最終日の3日目は,「自ら考える」という自然塾の方針のもとに,各受講生が発表を行いました。「空」になって熊やジャガイモの相談にのった学生,「富良野自然塾ニュースのキャスター」になった学生,また富良野の土地に埋まっている「土偶」になった学生など,様々なものになりきって想像力豊かな発表が行われました。「想像することは理解することにつながる」という林原副塾長のお話しの通り,これまでになく自然の立場になって考えるきっかけとなったのではと思います。なお,こちらの発表は林原副塾長にも絶賛いただくほどの素晴らしいものでした。

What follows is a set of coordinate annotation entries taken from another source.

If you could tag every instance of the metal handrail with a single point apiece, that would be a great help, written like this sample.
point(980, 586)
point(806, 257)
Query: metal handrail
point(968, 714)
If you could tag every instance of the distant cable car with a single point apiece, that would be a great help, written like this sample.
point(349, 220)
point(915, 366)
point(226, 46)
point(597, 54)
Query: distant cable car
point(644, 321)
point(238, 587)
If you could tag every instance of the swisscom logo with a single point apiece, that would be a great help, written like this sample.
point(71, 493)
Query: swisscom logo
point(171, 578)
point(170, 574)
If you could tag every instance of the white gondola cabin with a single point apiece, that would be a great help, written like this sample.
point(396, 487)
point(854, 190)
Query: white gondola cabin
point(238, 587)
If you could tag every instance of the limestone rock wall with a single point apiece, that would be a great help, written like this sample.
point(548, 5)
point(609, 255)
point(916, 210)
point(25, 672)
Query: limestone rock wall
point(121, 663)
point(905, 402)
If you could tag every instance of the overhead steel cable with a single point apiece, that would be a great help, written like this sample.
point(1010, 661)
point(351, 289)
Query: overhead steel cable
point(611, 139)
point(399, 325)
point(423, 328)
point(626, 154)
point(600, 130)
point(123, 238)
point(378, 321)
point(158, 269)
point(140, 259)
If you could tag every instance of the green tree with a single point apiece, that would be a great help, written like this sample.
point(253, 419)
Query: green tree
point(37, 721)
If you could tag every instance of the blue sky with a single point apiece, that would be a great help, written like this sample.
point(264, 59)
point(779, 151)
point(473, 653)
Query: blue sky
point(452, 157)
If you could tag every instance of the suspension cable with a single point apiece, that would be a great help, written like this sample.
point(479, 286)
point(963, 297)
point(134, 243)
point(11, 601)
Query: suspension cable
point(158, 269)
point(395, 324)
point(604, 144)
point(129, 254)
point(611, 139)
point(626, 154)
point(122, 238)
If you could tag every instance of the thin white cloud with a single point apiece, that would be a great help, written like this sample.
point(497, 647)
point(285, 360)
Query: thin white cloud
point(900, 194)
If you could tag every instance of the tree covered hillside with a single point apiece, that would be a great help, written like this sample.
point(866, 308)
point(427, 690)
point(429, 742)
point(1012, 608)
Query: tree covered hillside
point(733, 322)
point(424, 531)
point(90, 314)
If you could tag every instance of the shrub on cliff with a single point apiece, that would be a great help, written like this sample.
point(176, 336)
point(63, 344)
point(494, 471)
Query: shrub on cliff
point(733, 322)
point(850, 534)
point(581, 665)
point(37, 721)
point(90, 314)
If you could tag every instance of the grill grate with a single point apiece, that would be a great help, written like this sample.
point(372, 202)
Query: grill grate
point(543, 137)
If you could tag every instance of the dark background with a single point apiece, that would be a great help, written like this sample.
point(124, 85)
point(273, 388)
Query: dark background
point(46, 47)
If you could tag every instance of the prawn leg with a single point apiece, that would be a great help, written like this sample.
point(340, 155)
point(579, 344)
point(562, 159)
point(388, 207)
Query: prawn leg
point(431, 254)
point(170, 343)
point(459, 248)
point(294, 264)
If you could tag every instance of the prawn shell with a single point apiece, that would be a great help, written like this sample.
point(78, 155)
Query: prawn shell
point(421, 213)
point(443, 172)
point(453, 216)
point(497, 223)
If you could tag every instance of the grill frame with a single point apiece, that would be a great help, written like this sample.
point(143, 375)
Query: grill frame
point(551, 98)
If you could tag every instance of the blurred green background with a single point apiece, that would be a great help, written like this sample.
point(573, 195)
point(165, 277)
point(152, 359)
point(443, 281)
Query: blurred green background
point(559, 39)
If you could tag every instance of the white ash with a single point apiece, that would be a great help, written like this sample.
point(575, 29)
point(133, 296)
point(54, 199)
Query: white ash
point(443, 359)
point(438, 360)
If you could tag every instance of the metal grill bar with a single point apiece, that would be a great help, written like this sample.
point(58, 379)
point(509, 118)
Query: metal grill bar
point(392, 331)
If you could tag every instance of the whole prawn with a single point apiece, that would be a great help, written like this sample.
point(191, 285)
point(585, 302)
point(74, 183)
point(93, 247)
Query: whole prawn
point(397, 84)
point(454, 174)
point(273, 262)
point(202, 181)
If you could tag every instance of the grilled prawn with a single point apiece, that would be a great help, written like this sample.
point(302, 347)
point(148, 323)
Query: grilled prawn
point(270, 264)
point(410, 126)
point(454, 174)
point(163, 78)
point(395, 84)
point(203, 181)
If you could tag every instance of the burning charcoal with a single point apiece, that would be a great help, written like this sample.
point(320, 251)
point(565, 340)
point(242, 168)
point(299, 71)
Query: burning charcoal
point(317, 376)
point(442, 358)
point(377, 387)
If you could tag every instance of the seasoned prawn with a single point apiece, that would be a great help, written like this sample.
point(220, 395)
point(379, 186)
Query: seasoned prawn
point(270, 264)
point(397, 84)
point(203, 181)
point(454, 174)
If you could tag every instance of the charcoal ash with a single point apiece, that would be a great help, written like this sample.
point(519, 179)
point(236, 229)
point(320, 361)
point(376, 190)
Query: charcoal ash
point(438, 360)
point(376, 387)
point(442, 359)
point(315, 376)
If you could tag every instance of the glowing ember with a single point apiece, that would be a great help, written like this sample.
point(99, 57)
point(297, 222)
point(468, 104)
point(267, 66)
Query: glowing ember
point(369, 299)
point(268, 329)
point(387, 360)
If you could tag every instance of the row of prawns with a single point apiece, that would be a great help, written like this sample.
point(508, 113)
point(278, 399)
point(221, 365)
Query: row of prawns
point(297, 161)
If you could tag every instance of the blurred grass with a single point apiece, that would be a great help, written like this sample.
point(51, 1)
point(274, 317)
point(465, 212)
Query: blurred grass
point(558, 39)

また,3日間のプログラムの締めくくりとして,サッカー日本代表前監督である岡田武史インストラクターが登場されました。岡田氏は環境教育にも取り組まれており,幸運にも,岡田氏の富良野滞在と私たちの受講時期が重なって今回の講義が実現しました。受講生にとっては,大きな嬉しいサプライズとなりました。これまでのご自身の経験に基づき「過ぎたことや先のことを悔やみすぎず,今できることをしよう」と語られた岡田インストラクターのお話しに,どの受講生も真剣に聞き入っていました。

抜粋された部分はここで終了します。